Verder doet appellant een beroep op het Unierechtelijk rechtszekerheidsbeginsel. Appellant stelt, samengevat, dat het duidelijk moet zijn of de rechter een tussenvonnis of een deelvonnis wijst. Zoals hiervoor in 2.5 is overwogen is het bestreden vonnis een (duidelijk) zuiver tussenvonnis. Dat betekent dat het door appellant gedane beroep faalt.
2.9.
Vorenstaande leidt ertoe dat het hof appellant in deze procedure niet-ontvankelijk zal verklaren in het door hem ingestelde onderhavige hoger beroep.

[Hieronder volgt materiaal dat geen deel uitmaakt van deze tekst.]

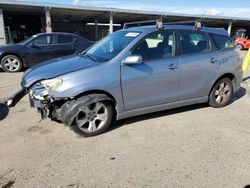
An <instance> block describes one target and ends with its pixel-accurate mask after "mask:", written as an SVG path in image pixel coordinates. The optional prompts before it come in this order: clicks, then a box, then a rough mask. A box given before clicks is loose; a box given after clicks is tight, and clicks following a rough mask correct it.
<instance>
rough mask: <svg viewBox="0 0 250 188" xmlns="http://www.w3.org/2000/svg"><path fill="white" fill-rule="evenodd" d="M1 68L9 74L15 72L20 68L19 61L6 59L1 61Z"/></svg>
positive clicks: (19, 61) (9, 59)
mask: <svg viewBox="0 0 250 188" xmlns="http://www.w3.org/2000/svg"><path fill="white" fill-rule="evenodd" d="M2 66H4V67H5V69H7V70H8V71H10V72H15V71H17V70H18V69H19V68H20V61H19V60H18V59H16V58H14V57H8V58H6V59H5V60H4V61H3V63H2Z"/></svg>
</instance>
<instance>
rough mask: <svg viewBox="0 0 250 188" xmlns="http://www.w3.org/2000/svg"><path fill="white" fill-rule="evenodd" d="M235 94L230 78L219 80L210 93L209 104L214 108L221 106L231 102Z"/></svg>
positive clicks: (225, 105)
mask: <svg viewBox="0 0 250 188" xmlns="http://www.w3.org/2000/svg"><path fill="white" fill-rule="evenodd" d="M232 95H233V84H232V81H231V80H230V79H229V78H223V79H221V80H219V81H218V82H217V83H216V84H215V85H214V87H213V89H212V91H211V93H210V95H209V105H210V106H212V107H214V108H221V107H224V106H226V105H228V104H229V103H230V100H231V98H232Z"/></svg>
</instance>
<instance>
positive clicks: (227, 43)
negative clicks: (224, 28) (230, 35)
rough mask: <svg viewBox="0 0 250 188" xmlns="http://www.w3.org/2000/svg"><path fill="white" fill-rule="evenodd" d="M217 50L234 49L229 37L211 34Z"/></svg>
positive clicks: (222, 35)
mask: <svg viewBox="0 0 250 188" xmlns="http://www.w3.org/2000/svg"><path fill="white" fill-rule="evenodd" d="M211 36H212V38H213V39H214V42H215V45H216V47H217V48H218V49H223V48H234V43H233V40H232V39H231V38H230V37H229V36H224V35H216V34H211Z"/></svg>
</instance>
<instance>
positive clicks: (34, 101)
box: [5, 85, 54, 119]
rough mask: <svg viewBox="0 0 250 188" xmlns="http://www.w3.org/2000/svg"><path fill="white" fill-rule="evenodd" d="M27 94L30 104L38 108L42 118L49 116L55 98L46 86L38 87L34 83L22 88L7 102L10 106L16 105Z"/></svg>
mask: <svg viewBox="0 0 250 188" xmlns="http://www.w3.org/2000/svg"><path fill="white" fill-rule="evenodd" d="M26 94H29V101H30V106H31V107H33V108H36V109H37V111H38V112H39V113H40V114H41V118H42V119H45V118H47V117H48V116H49V114H50V109H52V108H51V106H52V103H53V102H54V100H53V99H52V98H51V97H50V96H49V94H48V91H47V89H46V88H45V87H37V85H34V86H33V87H31V88H22V89H20V90H19V91H18V92H16V93H15V94H13V95H12V96H11V97H9V98H8V99H7V100H6V102H5V104H6V105H7V106H8V107H9V108H11V107H15V105H16V104H17V103H18V102H19V101H20V100H21V99H22V98H23V97H24V96H25V95H26Z"/></svg>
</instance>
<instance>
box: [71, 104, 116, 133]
mask: <svg viewBox="0 0 250 188" xmlns="http://www.w3.org/2000/svg"><path fill="white" fill-rule="evenodd" d="M112 119H113V108H112V105H111V103H110V102H109V101H97V102H95V101H92V102H90V103H89V102H88V103H87V104H83V105H82V106H81V107H80V108H78V110H77V113H76V114H75V117H74V123H73V124H72V129H73V131H74V132H75V133H77V134H80V135H82V136H84V137H90V136H95V135H98V134H101V133H103V132H105V131H106V130H107V128H108V127H109V126H110V124H111V122H112Z"/></svg>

Ten overvloede merkt het hof nog op dat bij dit hof onder zaaknummer 200.332.393/01 het hoger beroep van appellant tegen ditzelfde tussenvonnis en het daarop gevolgde eindvonnis van 16 augustus 2023 (C/01/328439 / HA ZA 17-808) aanhangig is.
2.10.
Appellant zal als de in het ongelijk gestelde partij worden veroordeeld in de kosten van het hoger beroep.

3.De uitspraak

Het hof:
verklaart appellant niet-ontvankelijk in het hoger beroep,
veroordeelt appellant in de proceskosten van het hoger beroep, aan de zijde van geïntimeerde tot aan deze uitspraak begroot op € 343,00 aan griffierecht en op € 591,50 (0,5 punt x tarief II) aan salaris advocaat.
Dit arrest is gewezen door mrs. S.M.A.M. Venhuizen, E.H. Schulten en J.M.H. Schoenmakers en in het openbaar uitgesproken door de rolraadsheer op 9 januari 2024.